The authors discuss the implications of their analysis for understanding the possible role that pay arrangements have played in the run-up to the financial crisis and how they should be reformed going forward.
- Executive Compensation and Earnings Management under Moral Hazard, Bo Sun, Economist, Board of Governors, Federal Reserve System. August 2009. http://ssrn.com/abstract=1477552. Key findings: The author creates a model that shows there is a positive association between earnings management and incentive compensation. She suggests that the model she developed may be useful for studying the issues of how incentives and pay vary across firms. It is natural to think that managerial manipulation of financial data incurs a larger personal cost in the firms with more effective internal corporate governance, she wrote.
- Executive Compensation: Facts, Gian Luca Clementi, Professor, New York University; Thomas F. Cooley, Richard R. West Dean and Professor, New York University, and National Bureau of Economic Research (NBER). October 2009. http://www.nber.org/tmp/18897-w15426.pdf. Key findings: This paper, which looks at the important features of U.S. executive compensation from 1993 to 2006 with an update for 2008, finds that the compensation distribution is highly skewed; each year, a sizeable fraction of chief executives lose money; the use of equity grants has increased; the income accruing to CEOs from the sale of stock has increased; measured as dollar changes in compensation, incentives have strengthened over time, measured as percentage changes in wealth, they have not changed in any appreciable way.
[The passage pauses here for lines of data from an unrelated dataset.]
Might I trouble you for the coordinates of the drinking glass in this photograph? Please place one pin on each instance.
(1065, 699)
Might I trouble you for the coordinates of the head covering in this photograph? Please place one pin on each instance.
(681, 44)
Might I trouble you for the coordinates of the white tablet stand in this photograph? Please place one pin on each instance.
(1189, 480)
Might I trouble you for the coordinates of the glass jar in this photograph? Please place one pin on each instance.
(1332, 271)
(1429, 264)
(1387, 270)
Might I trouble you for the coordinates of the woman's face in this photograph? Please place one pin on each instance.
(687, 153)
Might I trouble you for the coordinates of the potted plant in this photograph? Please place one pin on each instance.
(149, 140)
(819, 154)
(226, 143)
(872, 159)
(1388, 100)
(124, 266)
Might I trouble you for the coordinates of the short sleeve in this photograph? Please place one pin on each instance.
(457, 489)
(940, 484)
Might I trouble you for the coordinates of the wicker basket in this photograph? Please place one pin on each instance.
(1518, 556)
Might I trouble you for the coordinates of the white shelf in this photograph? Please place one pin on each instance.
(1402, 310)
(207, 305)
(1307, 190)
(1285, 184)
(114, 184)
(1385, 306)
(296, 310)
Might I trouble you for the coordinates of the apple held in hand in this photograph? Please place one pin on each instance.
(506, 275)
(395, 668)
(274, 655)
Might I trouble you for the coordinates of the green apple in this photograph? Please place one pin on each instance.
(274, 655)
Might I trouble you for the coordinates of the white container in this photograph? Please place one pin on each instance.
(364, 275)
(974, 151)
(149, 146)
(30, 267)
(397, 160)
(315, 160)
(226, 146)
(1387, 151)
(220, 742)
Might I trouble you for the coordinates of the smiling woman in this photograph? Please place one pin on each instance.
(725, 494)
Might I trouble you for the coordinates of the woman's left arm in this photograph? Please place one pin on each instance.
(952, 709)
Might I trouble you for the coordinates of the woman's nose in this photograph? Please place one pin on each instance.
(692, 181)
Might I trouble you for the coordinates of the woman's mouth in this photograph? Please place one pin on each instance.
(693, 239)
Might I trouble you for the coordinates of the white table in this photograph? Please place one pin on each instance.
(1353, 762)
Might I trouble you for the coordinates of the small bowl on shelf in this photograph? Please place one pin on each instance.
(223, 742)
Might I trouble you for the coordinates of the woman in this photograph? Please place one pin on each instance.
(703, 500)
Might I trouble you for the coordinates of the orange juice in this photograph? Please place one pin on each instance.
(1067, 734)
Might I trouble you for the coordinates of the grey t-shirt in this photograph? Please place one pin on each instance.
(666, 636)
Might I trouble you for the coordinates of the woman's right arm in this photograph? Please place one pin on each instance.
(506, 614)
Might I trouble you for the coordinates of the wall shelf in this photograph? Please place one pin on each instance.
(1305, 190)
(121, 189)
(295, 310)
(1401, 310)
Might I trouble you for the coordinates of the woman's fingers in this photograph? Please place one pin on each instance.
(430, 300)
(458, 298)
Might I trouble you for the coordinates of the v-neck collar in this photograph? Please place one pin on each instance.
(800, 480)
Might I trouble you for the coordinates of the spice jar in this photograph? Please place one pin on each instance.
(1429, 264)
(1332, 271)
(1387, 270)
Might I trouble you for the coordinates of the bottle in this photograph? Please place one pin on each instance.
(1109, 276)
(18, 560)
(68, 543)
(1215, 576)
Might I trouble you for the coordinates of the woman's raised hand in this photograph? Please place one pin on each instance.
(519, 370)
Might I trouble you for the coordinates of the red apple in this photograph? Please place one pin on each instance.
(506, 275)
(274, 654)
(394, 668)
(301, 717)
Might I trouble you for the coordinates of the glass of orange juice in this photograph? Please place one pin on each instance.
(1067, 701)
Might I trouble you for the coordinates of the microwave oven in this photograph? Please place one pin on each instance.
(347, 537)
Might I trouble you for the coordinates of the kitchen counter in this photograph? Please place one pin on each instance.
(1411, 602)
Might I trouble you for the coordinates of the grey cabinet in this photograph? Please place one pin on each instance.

- Schering-Plough Announces Results of Survey on Compensation, Susan Ellen Wolf, former corporate secretary, vice president of corporate governance and general counsel, Schering-Plough. Oct. 30, 2009. http://phx.corporate-ir.net/External.File?item=UGFyZW50SUQ9MTkwOTh8Q2hpbGRJRD0tMXxUeXBlPTM=&t=1. Key findings: This press release from Schering-Plough, which is now part of pharmaceutical giant Merck & Co., gives the results of a year-long survey of Schering-Plough shareholders. The eight-question survey was the first time the board reached out directly to shareholders on the issue of executive compensation. With the services of Richard Koppes, former general counsel of California Public Employees’ Retirement System (CalPERS), the compensation and nominating and corporate governance committees were able to gauge the sentiments of about holders of about 0.50 percent of outstanding shares. For the most part, those shareholders responded favorably to the board on such issues as retention, performance-based pay and proxy statement transparency.
- Goldman Sachs Outlines Compensation Methods to Shareholders, Bloomberg News, Dec. 3, 2009. http://www.bloomberg.com/apps/news?pid=20601103&sid=aj5CUuYxfE2Q. Key findings: A news article that details how Goldman Sachs Chair and CEO Lloyd Blankfein has been meeting with shareholders since October to explain the investment bank’s executive compensation policies in light of the company paying out large bonuses a year after the financial crisis in which the company took federal bailout money. The article cites a 14-page memo from Blankfein in which he details the firm’s compensation practices, such as a prohibition on multi-year guaranteed pay contracts and a higher percentage of stock paid to the employees who earn the most.